Apparently the producers didn’t like anything from David Cook’s upcoming solo album, because the season-seven winner banged out “Jumpin’ Jack Flash” with his band. His performance elucidated why so many Idol alums have trouble breaking through to stardom: While his vocals put most of this season’s remaining singers to shame, compared to the scores of adequate rock bands on the planet, his paint-by-numbers radio rock isn’t worthy of any particular attention.
Case in point: Orianthi. Her eighties pop-metal throwback tune “According to You” isn’t much more than frothy, forgettable fun, but it immediately wiped away all memory of Cook. While Orianthi appears to be a real human being, her existence seems too perfect to be true, as if she’s secretly the product of a TV-pilot pitch at the Disney Channel:
“You’re gonna love this one. So she looks like Hannah Montana, but get this: She can play the guitar like Steve Vai.”
“I have no idea who that is. You’re losing me and you have thirty seconds.”
“He’s saying she rocks out just like Eddie Van Halen. We market her to the Miley crowd but with more of a girl power edge.”
“Good, good, but it needs something else. Maybe a kooky sidekick?”
“I got it! She’s Australian.”
And of course, dear sweet Ke$ha appeared on American Idol to grace us with her new single “Blah Blah Blah,” a halfhearted electro-pop jam which included dancers with TV sets for heads, a Native American headdress, and a guest appearance by hipster hip-hop pranksters 3OH!3.

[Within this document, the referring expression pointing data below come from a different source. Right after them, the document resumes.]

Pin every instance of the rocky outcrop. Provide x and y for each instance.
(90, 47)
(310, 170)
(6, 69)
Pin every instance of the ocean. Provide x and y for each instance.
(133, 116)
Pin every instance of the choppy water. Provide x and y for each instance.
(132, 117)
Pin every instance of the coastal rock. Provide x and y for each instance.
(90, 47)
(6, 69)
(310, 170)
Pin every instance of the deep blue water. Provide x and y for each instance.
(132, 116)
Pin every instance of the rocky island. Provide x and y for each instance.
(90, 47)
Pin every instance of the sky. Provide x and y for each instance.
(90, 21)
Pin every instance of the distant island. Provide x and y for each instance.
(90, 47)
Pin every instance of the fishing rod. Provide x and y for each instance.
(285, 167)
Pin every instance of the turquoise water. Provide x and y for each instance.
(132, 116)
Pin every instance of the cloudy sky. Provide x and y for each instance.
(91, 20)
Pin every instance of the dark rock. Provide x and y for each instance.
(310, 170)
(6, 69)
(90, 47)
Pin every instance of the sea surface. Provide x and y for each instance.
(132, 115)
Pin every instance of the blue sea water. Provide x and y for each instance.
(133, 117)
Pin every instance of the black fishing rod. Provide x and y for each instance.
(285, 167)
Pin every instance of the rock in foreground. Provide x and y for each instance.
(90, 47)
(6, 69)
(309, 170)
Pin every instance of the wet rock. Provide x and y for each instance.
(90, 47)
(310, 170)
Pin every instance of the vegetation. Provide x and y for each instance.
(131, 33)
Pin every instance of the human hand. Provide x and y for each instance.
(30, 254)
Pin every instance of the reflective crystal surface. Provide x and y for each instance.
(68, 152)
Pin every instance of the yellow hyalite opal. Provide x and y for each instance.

Let’s be clear: It is not a great song (it’s not even as fun as “TiK ToK”), and Ke$ha is so weak vocally that she wouldn’t make it past Hollywood week. But let’s restrain ourselves from making some sententious point about how sad popular music is these days when someone like Ke$ha can have two smash hits while legitimately talented singers like some Idol finalists work twice as hard and end up selling a fifth of the records she does. (For comparison, Adam Lambert has yet to crack the Billboard top twenty while “TiK ToK” was No. 1 for nine weeks straight.) But five years from now, Ke$ha and an astounding vocalist like Crystal Bowersox will probably both fall into the “remember her?” category, even if Ke$ha will have fallen from a much bigger height, so why not leave the moralizing aside and watch the dancing TVs?
The AV Club’s Claire Zulkey couldn’t deal with David Cook’s hair: “It was like a combed-version of the mullet: extremely careful in the front and wild and crazy in the back … I would respect him a lot more if he just let his impending baldness take its natural course.”
Entertainment Weekly’s Michael Slezak feels “it’s blasphemy to discuss David Cook and ”Ke$ha” in the same sentence.”
Television Without Pity’s Jacob was disturbed by the Ford video, noting that “Andrew is dying that he’s involved and makes the whole thing creepy and Crystal who would rather die than even be here.”